La audiencia en la cual se tomó esta determinación, que duró tres horas y media, transcurrió sin sobresaltos. Estaban los 17 militares, sus tres abogados —Jorge Ramos, Lorena Leal y Pedro Condía—, la fiscal de la Unidad de Derechos Humanos, Martha Jaimes, y la delegada del Ministerio Público, María Eugenia Cárdenas Giraldo. Los primeros en tomar la palabra fueron los defensores de los uniformados, quienes indicaron que a partir del día en que la Fiscalía presentó el escrito de acusación, el 12 de junio de 2009, debían transcurrir 90 días para que el juicio comenzara. Pero que sus representados llevaban 209 días recluidos sin que éste iniciara.
Los litigantes sostuvieron que sus solicitudes de remitir el caso a la Justicia Penal Militar y de que éste no se llevara a cabo en Soacha, no eran maniobras dilatadoras, sino su deber. Y como el tema era de tiempos, fueron precisos en sus señalamientos: el 24 de julio pasado, el expediente llegó al Consejo Superior de la Judicatura, el cual tenía que analizar si la justicia ordinaria podía o no continuar con éste. La Judicatura comunicó su decisión el 14 de septiembre. Dos días más tarde, el caso llegó a la Corte Suprema de Justicia, la cual debía definir si la territorialidad (Soacha) era la apropiada. El alto tribunal hizo lo propio el 13 de noviembre.

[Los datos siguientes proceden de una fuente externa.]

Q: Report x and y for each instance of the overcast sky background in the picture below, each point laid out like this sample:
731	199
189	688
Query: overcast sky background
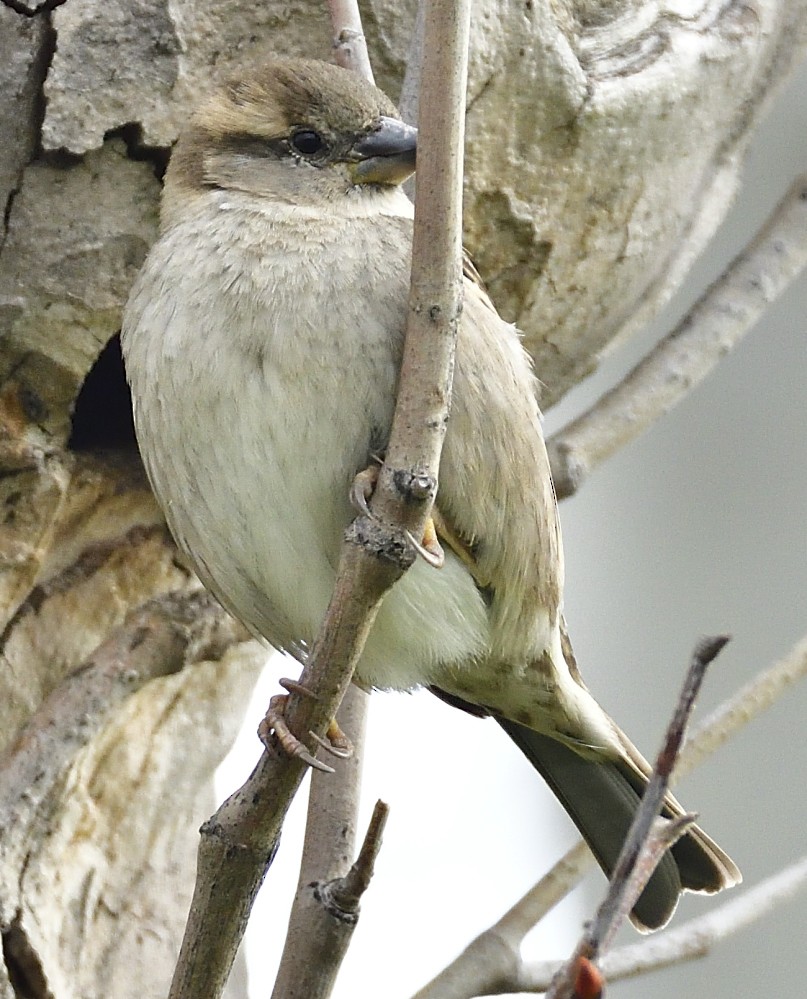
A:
699	527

El alegato de los defensores era uno: “Los términos exigidos por la ley ya están vencidos”, y éste fue acogido por la Procuraduría. María Eugenia Cárdenas señaló que la defensa tenía el derecho de objetar la competencia del juez o el lugar donde se realizaba el juicio, y aseveró que los investigados no debían responder con su libertad por el tiempo de más que tomó atender los requerimientos de la defensa. El juez Robayo, no obstante, no acogió estos argumentos. Fue él mismo quien, el pasado 20 de octubre, acusó a los abogados de estar recurriendo a maniobras dilatadoras para entorpecer el proceso.
El juez Robayo reiteró su posición. Manifestó que ante un crimen tan grave como la desaparición forzada, la Justicia Penal Militar no tiene lugar. La fiscal Martha Jaimes dijo lo mismo y expresó que, a su juicio, sólo habían pasado 77 días desde que se radicó el escrito de acusación. A la larga el juez no se inclinó por ninguna de las dos posiciones e hizo sus propias cuentas: pasaron 99 días —nueve más de lo reglamentario— y la libertad de los militares era evidente. Pidió una fecha “razonable” para que el juicio empezara y concluyó que para los investigados una detención preventiva no podía traducirse en una condena.